- NodeJs
- Image processing -> jimp
- image-pixelizer -> image-pixelizer
The captcha looks like this:
you need to put in the numbers of the shape you see in the upper left corner
- Shapes are rotated
- small resolution
- Cut the image into small parts (Only one shape per image)
- Make the small image parts sharp
- Resize image according to the size of the shape
- Count the pixels of the shape and assign it to a shape name and compair it to the shape in the upper left corner
Lets dive into the different steps in detail
Captchas are always 200px width and 150 or 200px in height. So we just extract little images in a 50x50 grid. One little image looks like this:
(Extracted part of the original Captcha)
We first do a gaussian blur and then use the image-pixelizer to reduce the colors present in the little image to just 2 (we always have only two colors in every small image). This will also sharpen up the image
(Captcha with only 2 colors)
Now we use a (self written) bucket fill tool from the center of the image (25px,25px) and fill with wite color.

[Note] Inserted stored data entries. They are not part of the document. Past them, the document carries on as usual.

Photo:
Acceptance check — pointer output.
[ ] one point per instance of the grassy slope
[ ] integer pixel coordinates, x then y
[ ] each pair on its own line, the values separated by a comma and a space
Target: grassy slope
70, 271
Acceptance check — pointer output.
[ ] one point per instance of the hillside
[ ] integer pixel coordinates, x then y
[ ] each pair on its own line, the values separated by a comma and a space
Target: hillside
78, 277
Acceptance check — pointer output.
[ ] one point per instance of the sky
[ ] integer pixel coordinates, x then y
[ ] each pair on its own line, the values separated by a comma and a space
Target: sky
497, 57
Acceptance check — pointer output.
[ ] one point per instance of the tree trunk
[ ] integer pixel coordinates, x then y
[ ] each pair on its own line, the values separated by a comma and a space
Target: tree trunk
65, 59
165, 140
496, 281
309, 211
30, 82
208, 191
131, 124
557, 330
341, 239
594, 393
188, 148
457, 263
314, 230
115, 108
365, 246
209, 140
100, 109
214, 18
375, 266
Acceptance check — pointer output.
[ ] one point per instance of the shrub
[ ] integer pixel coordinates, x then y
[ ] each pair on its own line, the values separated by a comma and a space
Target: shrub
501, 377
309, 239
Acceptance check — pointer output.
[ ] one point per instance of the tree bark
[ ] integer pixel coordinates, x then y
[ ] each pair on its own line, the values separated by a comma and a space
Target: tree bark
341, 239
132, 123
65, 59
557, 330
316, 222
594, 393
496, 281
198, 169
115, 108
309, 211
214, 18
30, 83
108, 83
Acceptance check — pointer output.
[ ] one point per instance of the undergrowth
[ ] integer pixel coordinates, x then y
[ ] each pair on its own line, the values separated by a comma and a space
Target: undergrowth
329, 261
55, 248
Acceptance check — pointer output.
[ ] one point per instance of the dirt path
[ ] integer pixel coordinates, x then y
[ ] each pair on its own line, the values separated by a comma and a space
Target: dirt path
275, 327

(Captcha with white shape)
This way we can remove the number displayed in the little image (in the upper left corner). We need this because we want to find the pixel with the greatest distance from the center next. We can get the distance using the Math.hypot() function on all white pixels and choose the one with the heighest distance.
(Captcha red pixel marked with the heighest distance -> red pixel inside the red circle)
With this distance we can resize the image because we know how "big" the shape is. So every shape has the (relative) same size to compair them by pixel count.
//Example
dCorner = 35.36; //this is the distance from the center to the corner of the little image
dMax = 10; //This is the pixel with the heighest distance
resizeFactor = dCorner / dMax; //This is the factor we need to resize the little image (3.536)
/*
Resize the image
*/
We do this for every small image.
(Resized Captcha with white shape)
Now we count the pixels that are not black:
(Counted pixels are marked red: 3491 pixels)
Now we assign these counts to our list. This can be done, in general, because shapes with less pixels have more corners.
Circle > 3850 px
6 Corners > 3300 px
5 Corners > 3000 px
4 Corners > 2500 px
Circle > 0
In this case 3491 > 3300 ... so we guess it as 6 corner shape (Hexagon) So we get resultslike this for every shape of the captcha and compair it the shape in the upper left corner to get a result:
(Console log for the captcha)
In my tests this is working for like 95% of the shapes. That said, we have about 10 shapes in each captcha, so we are getting about >50% Success rate over all (thats enough for this kind of task). Recognize rectangels and circles is very easy because the difference of the pixels to the next shape is very big. In between it is not always correct but it seems to be sufficient.